When talking to someone who you think may be or is experiencing burnout, offer a listening ear. Validate what it is they are feeling and concerned about. Offer to help them where you can or where they may ask or suggest people who can help them. Something like click-and-deliver groceries, a babysitter, or a professional they could speak to are some examples of this. Remind them that they are not alone. Sending a thoughtful text can be all it takes.
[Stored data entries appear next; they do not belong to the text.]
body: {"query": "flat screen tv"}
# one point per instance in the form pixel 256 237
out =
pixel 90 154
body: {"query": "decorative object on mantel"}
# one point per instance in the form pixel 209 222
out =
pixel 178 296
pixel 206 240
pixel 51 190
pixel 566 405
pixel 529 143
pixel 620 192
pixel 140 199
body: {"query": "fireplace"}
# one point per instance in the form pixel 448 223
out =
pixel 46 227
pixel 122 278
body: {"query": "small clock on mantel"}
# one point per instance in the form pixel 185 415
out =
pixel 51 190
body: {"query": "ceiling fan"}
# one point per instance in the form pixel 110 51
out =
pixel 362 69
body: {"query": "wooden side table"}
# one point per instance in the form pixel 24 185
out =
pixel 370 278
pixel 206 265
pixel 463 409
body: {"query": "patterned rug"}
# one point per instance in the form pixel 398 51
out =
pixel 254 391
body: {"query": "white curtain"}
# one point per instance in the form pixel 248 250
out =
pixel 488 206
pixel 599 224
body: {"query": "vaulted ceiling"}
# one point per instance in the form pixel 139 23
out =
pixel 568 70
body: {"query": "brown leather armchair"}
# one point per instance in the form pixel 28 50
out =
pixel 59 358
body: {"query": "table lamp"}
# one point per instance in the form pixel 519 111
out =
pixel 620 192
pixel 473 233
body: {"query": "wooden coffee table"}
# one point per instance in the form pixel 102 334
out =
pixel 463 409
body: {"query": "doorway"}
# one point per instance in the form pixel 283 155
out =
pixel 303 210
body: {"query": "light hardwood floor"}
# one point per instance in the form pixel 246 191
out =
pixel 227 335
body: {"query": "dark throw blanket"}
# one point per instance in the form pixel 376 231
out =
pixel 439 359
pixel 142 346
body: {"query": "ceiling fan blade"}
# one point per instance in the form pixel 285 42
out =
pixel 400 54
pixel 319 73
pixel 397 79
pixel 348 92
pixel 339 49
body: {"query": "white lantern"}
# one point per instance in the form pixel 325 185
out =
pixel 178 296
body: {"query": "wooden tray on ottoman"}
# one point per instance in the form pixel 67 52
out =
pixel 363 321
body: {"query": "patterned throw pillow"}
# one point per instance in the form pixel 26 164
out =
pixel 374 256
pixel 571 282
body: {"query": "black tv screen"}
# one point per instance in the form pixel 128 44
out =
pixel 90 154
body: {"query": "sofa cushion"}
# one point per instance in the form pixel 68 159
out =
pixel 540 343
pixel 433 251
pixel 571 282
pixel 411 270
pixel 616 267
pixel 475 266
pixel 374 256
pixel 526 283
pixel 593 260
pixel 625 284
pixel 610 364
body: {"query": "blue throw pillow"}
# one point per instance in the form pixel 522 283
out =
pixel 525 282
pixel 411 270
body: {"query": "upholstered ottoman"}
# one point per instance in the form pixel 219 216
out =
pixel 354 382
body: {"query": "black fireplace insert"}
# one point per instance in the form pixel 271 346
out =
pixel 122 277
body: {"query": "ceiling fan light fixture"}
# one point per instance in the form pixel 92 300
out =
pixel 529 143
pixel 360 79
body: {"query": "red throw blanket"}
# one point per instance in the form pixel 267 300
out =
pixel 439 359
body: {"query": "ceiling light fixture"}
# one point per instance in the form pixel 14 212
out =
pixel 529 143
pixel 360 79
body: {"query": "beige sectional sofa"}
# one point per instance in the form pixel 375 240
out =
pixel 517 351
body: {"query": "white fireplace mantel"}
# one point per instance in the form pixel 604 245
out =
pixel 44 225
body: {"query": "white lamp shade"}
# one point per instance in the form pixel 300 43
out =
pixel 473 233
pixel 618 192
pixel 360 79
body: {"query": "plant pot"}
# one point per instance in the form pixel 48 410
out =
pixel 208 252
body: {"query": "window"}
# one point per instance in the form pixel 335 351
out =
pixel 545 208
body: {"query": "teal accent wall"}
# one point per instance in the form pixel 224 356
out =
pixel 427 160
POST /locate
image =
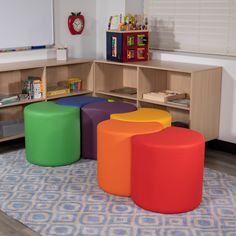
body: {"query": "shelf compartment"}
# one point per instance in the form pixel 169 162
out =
pixel 131 97
pixel 11 114
pixel 110 77
pixel 84 92
pixel 164 104
pixel 59 75
pixel 22 102
pixel 155 80
pixel 11 82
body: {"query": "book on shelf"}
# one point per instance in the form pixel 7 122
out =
pixel 164 95
pixel 57 90
pixel 8 99
pixel 33 87
pixel 125 90
pixel 180 102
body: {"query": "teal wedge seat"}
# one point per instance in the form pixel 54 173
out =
pixel 52 134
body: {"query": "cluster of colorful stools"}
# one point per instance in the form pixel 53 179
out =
pixel 139 154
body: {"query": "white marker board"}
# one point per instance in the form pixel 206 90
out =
pixel 26 23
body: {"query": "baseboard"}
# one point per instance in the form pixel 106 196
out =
pixel 222 146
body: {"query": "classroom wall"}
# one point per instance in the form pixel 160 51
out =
pixel 92 44
pixel 83 45
pixel 228 94
pixel 228 91
pixel 105 9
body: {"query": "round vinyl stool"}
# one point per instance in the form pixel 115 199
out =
pixel 79 101
pixel 91 115
pixel 52 134
pixel 114 153
pixel 145 115
pixel 167 170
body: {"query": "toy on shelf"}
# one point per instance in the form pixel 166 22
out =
pixel 127 38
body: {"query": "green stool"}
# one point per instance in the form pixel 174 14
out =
pixel 52 134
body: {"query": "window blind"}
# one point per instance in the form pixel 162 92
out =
pixel 202 26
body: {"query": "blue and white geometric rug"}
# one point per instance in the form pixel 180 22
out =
pixel 67 201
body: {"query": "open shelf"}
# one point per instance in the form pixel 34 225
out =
pixel 82 92
pixel 164 104
pixel 111 77
pixel 201 85
pixel 50 73
pixel 126 96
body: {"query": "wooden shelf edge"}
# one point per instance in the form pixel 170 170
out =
pixel 117 95
pixel 164 104
pixel 22 102
pixel 70 94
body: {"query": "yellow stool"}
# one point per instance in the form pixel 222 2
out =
pixel 145 115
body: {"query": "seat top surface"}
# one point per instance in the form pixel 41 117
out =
pixel 143 115
pixel 48 109
pixel 110 106
pixel 79 101
pixel 123 127
pixel 171 137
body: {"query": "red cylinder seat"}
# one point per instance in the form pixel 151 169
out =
pixel 167 170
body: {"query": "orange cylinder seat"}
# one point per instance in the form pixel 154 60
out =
pixel 114 153
pixel 167 170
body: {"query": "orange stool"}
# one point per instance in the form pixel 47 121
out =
pixel 114 153
pixel 145 115
pixel 167 170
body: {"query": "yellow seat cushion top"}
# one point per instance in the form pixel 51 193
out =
pixel 145 115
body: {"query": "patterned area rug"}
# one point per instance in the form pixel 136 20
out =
pixel 67 201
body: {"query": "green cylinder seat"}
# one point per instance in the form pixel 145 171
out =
pixel 52 134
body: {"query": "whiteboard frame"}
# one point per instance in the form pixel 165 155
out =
pixel 43 43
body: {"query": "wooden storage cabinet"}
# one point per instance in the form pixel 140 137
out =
pixel 60 74
pixel 201 83
pixel 111 76
pixel 50 72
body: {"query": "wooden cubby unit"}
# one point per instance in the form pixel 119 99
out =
pixel 201 83
pixel 50 72
pixel 110 76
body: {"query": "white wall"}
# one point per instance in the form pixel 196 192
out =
pixel 228 91
pixel 92 44
pixel 105 9
pixel 83 45
pixel 134 7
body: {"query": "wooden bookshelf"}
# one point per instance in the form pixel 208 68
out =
pixel 201 83
pixel 51 72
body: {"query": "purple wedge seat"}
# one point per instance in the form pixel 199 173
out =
pixel 91 115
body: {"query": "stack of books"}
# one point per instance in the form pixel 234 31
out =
pixel 164 95
pixel 8 99
pixel 33 87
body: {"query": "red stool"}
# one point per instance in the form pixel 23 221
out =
pixel 167 170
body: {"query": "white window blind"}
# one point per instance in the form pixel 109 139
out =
pixel 202 26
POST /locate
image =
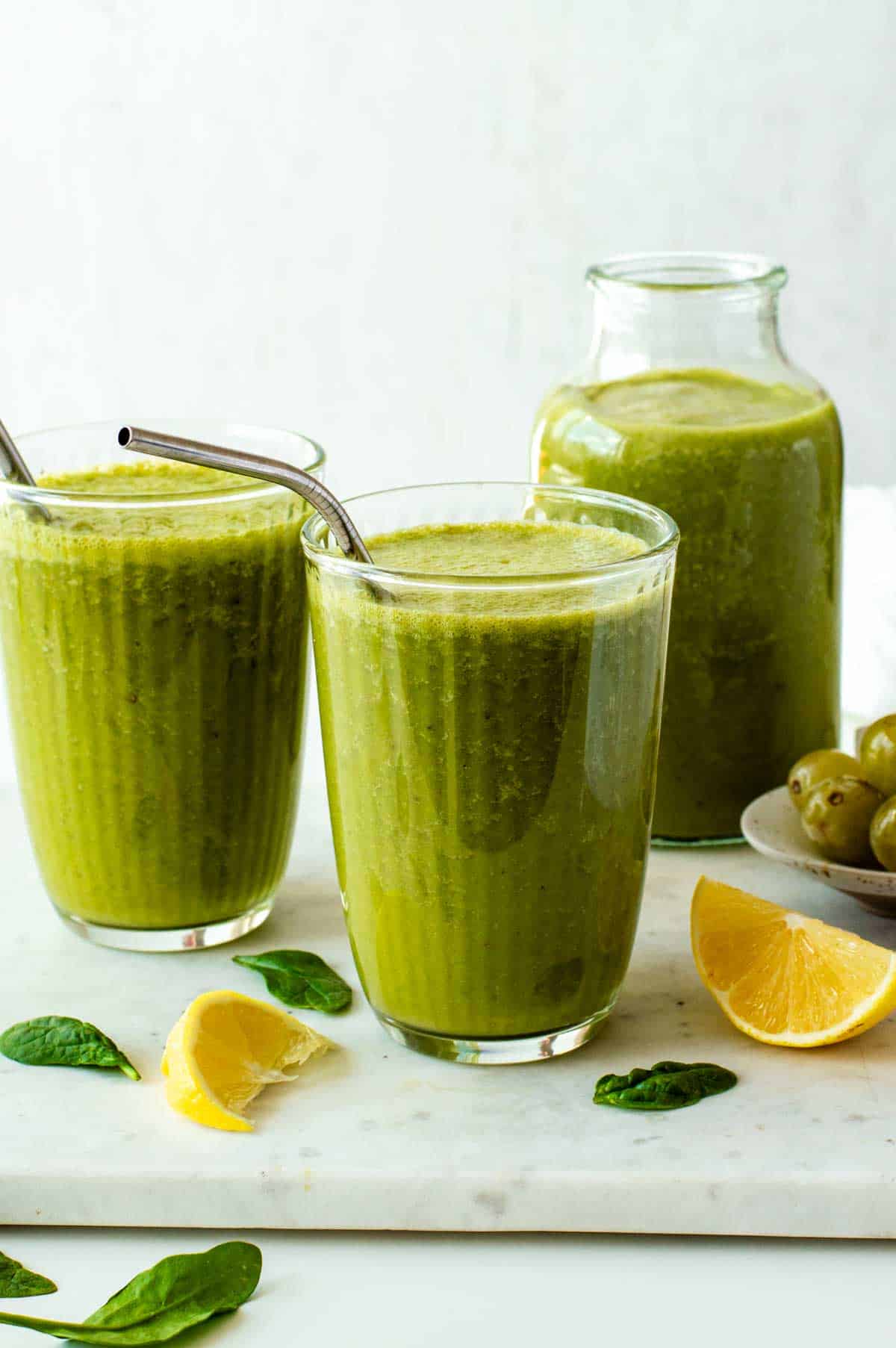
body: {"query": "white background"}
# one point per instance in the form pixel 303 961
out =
pixel 370 220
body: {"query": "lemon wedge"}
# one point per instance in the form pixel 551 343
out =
pixel 225 1049
pixel 783 978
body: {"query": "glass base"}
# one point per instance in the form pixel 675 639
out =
pixel 736 839
pixel 172 939
pixel 495 1052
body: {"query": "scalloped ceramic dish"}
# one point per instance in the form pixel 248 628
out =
pixel 772 827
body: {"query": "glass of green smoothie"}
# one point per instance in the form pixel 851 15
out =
pixel 154 636
pixel 491 698
pixel 688 400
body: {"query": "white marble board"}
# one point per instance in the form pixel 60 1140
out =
pixel 378 1137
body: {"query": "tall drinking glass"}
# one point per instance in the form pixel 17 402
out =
pixel 154 636
pixel 491 698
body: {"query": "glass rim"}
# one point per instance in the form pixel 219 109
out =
pixel 244 490
pixel 689 273
pixel 336 561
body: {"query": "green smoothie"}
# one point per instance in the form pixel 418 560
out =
pixel 155 671
pixel 752 476
pixel 489 760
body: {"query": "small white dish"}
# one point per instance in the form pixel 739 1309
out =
pixel 771 825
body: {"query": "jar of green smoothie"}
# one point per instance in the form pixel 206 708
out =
pixel 154 636
pixel 688 402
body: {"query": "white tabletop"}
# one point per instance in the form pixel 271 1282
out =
pixel 390 1290
pixel 410 1289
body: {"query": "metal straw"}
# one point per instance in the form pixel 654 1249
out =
pixel 254 465
pixel 13 465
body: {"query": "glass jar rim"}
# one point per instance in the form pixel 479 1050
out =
pixel 688 273
pixel 337 562
pixel 240 491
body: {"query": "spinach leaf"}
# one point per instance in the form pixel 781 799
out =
pixel 666 1085
pixel 299 979
pixel 158 1305
pixel 18 1281
pixel 58 1041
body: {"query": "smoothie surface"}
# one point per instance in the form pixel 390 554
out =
pixel 142 479
pixel 503 549
pixel 700 398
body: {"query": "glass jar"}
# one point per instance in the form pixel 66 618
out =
pixel 491 754
pixel 688 402
pixel 154 638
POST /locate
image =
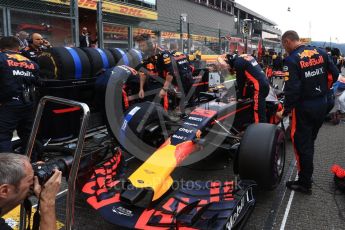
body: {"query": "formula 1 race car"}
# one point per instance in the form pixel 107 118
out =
pixel 145 199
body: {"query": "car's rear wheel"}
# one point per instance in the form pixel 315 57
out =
pixel 262 155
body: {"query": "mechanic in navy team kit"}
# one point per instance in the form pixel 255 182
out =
pixel 37 44
pixel 18 75
pixel 309 74
pixel 159 66
pixel 251 81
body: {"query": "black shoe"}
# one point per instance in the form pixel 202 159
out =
pixel 299 187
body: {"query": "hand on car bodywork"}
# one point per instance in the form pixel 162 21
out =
pixel 280 114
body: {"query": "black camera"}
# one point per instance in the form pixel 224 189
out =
pixel 46 170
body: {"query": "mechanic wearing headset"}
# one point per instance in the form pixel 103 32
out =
pixel 36 46
pixel 251 81
pixel 309 74
pixel 156 65
pixel 18 75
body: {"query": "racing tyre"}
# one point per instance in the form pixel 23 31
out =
pixel 120 56
pixel 64 63
pixel 261 155
pixel 100 59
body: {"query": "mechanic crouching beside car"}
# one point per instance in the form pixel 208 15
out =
pixel 18 75
pixel 17 181
pixel 309 72
pixel 251 81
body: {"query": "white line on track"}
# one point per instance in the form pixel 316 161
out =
pixel 287 210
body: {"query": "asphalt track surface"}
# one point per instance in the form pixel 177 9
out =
pixel 278 209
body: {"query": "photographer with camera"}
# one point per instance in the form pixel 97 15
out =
pixel 16 183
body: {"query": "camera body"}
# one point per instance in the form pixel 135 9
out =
pixel 46 170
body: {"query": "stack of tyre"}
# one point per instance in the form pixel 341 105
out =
pixel 71 73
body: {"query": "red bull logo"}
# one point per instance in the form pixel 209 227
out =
pixel 311 62
pixel 308 53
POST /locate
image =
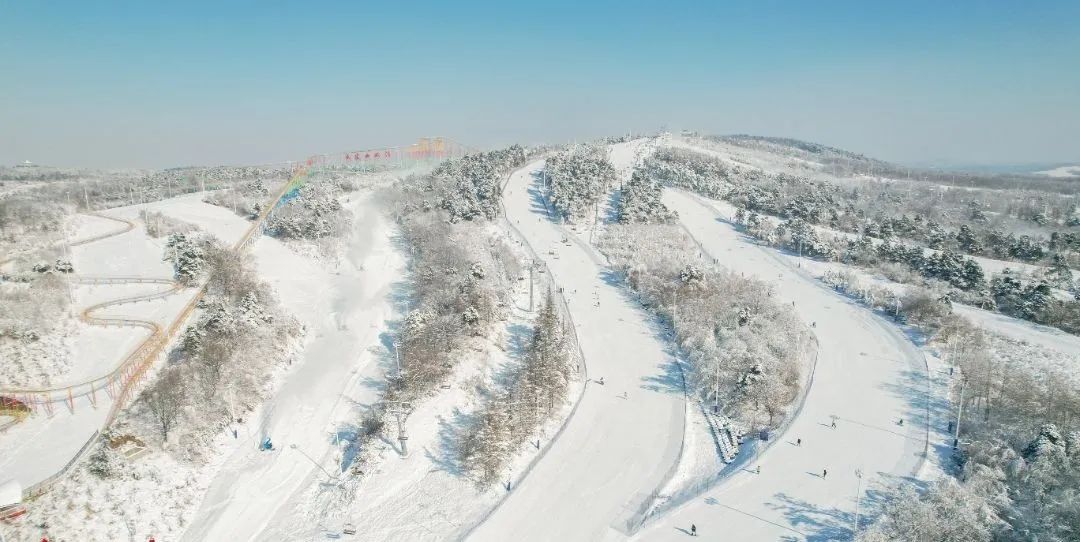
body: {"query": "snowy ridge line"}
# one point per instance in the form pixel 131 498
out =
pixel 889 325
pixel 129 227
pixel 677 501
pixel 581 355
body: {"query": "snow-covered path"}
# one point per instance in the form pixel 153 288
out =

If you think you are experiencing burnout, seek support from someone you trust. Whether it is a colleague, someone in your personal circle, or a professional, having someone to talk to and work through your feelings and emotions is a healthy way to tackle burnout. At work, it might be helpful to talk to someone about trigger areas and how to approach or change tasks to help you through. Try to practice good sleeping habits. I have been told that keeping a notepad by the bed to write down those ‘to do’ lists is very helpful to many people. Get some exercise, even when you don’t feel like doing it. Even a short walk can do wonders. Slowing down with some meditation or breathing techniques can also help. Activities like painting, gardening, or cooking can be good ways to give yourself a mental break. Most importantly, know when to give yourself a break. Taking a few days off or leave is important and needed.
If you are worried that you or someone you know may be experiencing burnout, it is very important to address it. While we might not be able to fully prevent or avoid stress, burnouts are something we can stop.